Dans le contexte occidental actuel, la démocratie est mise à l’épreuve par la montée de l’extrême droite. Cet article examine les crises économiques, identitaires et sécuritaires qui alimentent ce phénomène et renforce l’importance de l’éducation, élément central de la démocratie.

Depuis plusieurs décennies, l’Europe, plus particulièrement la Hongrie, la France et chez nous en Belgique, est le théâtre d’une montée inquiétante des mouvements d’extrême droite. Des partis politiques autrefois marginaux ont acquis une influence croissante, tant au niveau national qu’européen, et ont progressivement façonné le paysage politique. Cette tendance n’est pas isolée ; elle s’inscrit dans un contexte mondial où le populisme, le rejet des élites et la méfiance envers les institutions démocratiques deviennent des phénomènes de plus en plus répandus. Cette montée du populisme et de l’extrême droite en Belgique s’explique par une combinaison de crises économiques, sociales et identitaires, couplée à une défiance croissante envers les élites traditionnelles. L’exploitation des peurs liées à l’immigration, à la mondialisation, ainsi que la fragmentation de la société jouent également un rôle majeur dans cette tendance.

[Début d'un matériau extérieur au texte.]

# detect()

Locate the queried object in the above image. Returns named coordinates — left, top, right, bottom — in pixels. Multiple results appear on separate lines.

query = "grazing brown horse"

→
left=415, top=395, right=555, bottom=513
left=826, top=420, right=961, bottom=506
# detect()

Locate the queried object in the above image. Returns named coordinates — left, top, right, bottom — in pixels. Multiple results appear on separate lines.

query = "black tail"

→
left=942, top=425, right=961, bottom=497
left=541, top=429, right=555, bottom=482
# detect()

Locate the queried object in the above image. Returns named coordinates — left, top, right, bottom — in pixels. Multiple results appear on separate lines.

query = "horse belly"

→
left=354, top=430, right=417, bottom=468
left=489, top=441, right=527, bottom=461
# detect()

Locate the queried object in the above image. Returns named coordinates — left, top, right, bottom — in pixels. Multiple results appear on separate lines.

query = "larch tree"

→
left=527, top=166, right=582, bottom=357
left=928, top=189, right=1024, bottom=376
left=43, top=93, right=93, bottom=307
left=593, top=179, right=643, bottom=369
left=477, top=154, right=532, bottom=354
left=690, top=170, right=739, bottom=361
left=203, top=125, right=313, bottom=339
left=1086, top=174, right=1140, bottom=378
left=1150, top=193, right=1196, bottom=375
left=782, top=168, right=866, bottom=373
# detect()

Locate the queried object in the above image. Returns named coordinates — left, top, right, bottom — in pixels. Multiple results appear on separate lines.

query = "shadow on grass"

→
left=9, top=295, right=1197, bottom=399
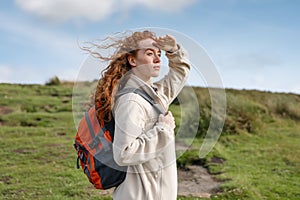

La montée de l’extrême droite doit être analysée non seulement en termes politiques, mais aussi à travers ses impacts sociétaux et économiques. Elle s’accompagne souvent d’une recrudescence de discours de haine, de la stigmatisation des minorités, ainsi que de remises en question des droits fondamentaux. Le repli identitaire, la xénophobie, et l’euroscepticisme sont devenus des thèmes centraux du discours politique de ces mouvements. Le citoyen et la citoyenne de la Fédération Wallonie-Bruxelles ne sont pas épargné·es par cette vague, qui transforme non seulement le débat public, mais aussi les valeurs démocratiques sur lesquelles repose la société.

Dans cette analyse, nous nous inscrirons dans une démarche d’éducation permanente afin de mieux comprendre cette montée de l’extrême droite et ses répercussions sur la société. Comment comprendre les causes profondes de ce phénomène afin d’analyser ses implications sur les principes démocratiques et les droits humains ? Face à cette menace, quelles pistes d’action citoyenne envisager sur le plan politique et éducatif ? La montée de l’extrême droite est-elle une fatalité ?

La montée de l’extrême droite : Symptôme de crises et défis pour les démocraties

Comme le démontre l’étude du CENTRAVEC,  la montée de l’extrême droite en Belgique et dans d’autres démocraties occidentales est un phénomène complexe, reflet de crises économiques, identitaires et sécuritaires plus larges. Comprendre ces dynamiques est essentiel pour saisir les défis auxquels sont confrontées les démocraties contemporaines. Cette analyse propose d’examiner ces phénomènes à travers le prisme des valeurs démocratiques fondamentales de liberté, d’égalité et de fraternité, et de l’importance de l’éducation civique pour renforcer la démocratie.

L’essor de l’extrême droite est souvent associé à des crises économiques. En Belgique, comme dans d’autres pays européens, les périodes de récession économique et de chômage élevé ont créé un terreau fertile pour les discours populistes. Selon les politologues Inglehart et Norris[1], la théorie de la modernisation montre que les changements économiques rapides peuvent provoquer une anomie sociale, où les individus se sentent désorientés face aux transformations de la structure économique. Cette situation peut conduire à un ressentiment contre les élites politiques et économiques perçues comme responsables de ces changements, et à une recherche de boucs émissaires parmi les minorités ethniques et les immigrés1.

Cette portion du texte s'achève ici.